Persistent Storage. If you want data to survive container restarts, add a volume when creating the container:

docker run -d --name mysql -e MYSQL_ROOT_PASSWORD=mysecretpassword -v mysql_data:/var/lib/mysql -p 3306:3306 mysql

• docker run: Create and start a new container.
• -d: This flag runs the container in detached mode, meaning it runs in the background.
• ‐‐ mysql: This option assigns the name “mysql” to the container for easier reference.
• -e MYSQL_ROOT_PASSWORD=mysecretpassword: It sets the MySQL root password (an environment variable inside the container) to “mysecretpassword.”
• -v mysql_data:/var/lib/mysql: This mounts a volume named mysql_data to the container's /var/lib/mysql directory. This allows data to persist even if the container is removed.
• -p 3306:3306: This maps port 3306 of the host machine to port 3306 of the container, allowing access to the MySQL server.
• mysql: This specifies the official MySQL image to use.

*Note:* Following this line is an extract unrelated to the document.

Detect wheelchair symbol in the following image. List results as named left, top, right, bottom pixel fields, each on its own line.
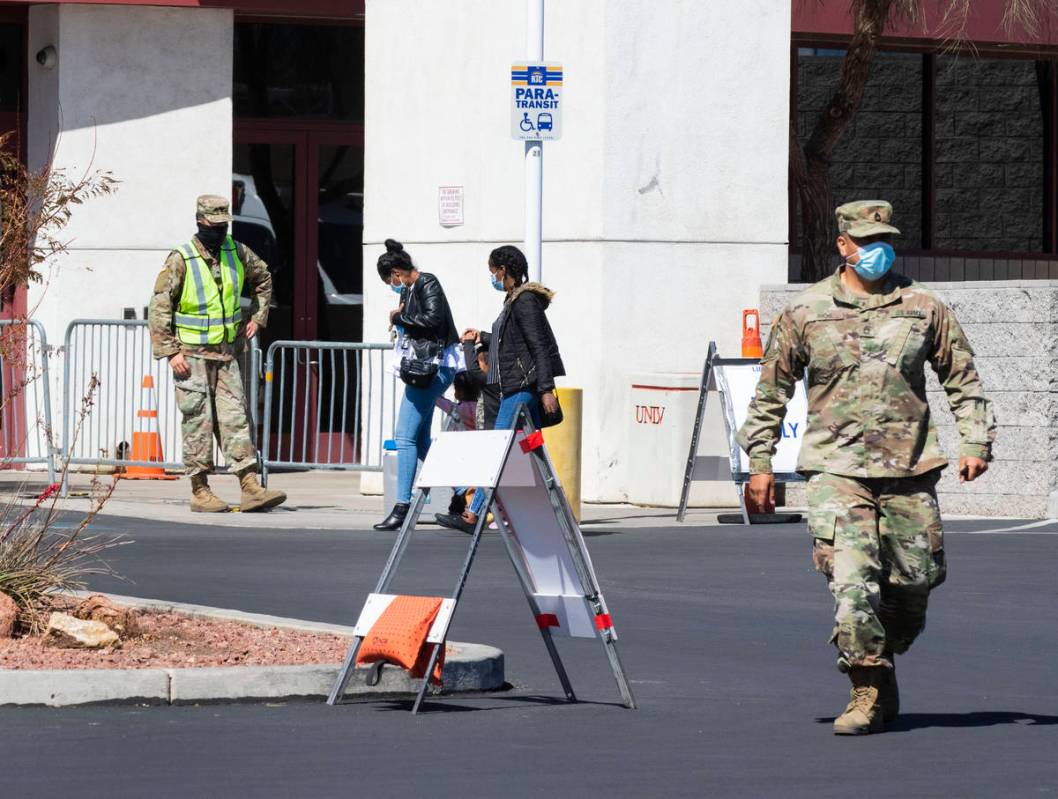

root@docker-container:~# docker exec -it mysql mysql -u root -p
Enter password:
Welcome to the MySQL monitor.  Commands end with ; or \g.
Your MySQL connection id is 10
Server version: 9.3.0 MySQL Community Server - GPL
[...]
mysql> CREATE DATABASE my_database;
mysql> USE my_database;
Database changed
mysql> CREATE TABLE users (
    ->     id INT AUTO_INCREMENT PRIMARY KEY,
    ->     name VARCHAR(50) NOT NULL,
    ->     email VARCHAR(100) NOT NULL UNIQUE,
    ->     created_at TIMESTAMP DEFAULT CURRENT_TIMESTAMP
    -> );
Query OK, 0 rows affected (0.068 sec)

mysql> INSERT INTO users (name, email)
    -> VALUES
    ->     ('Bob', 'bob@example.com'),
    ->     ('Charlie', 'charlie@example.com');
Query OK, 2 rows affected (0.021 sec)
Records: 2  Duplicates: 0  Warnings: 0

mysql> exit
Bye
root@docker-container:~# docker exec mysql sh -c 'exec mysqldump --all-databases -uroot -p"$MYSQL_ROOT_PASSWORD"' > backup.sql

The last instruction is a backup and requires a better explanation:

• docker exec: It allows you to run a command inside a running container.
• mysql: This specifies the name of the container where the command will be executed.
• sh -c: This starts a shell session to run the following command.
• exec mysqldump ‐‐all-databases -uroot -p"$MYSQL_ROOT_PASSWORD": It runs the mysqldump utility to back up all databases.
• ‐‐all‐databases: This option tells mysqldump to export all databases
• -uroot: This specifies the username to connect to the MySQL server, in this particular case, “root.”
• -p"$MYSQL_ROOT_PASSWORD": This uses the environment variable MYSQL_ROOT_PASSWORD for the password.
• > backup.sql: This redirects the output of the mysqldump command to a file named backup.sql on the host machine.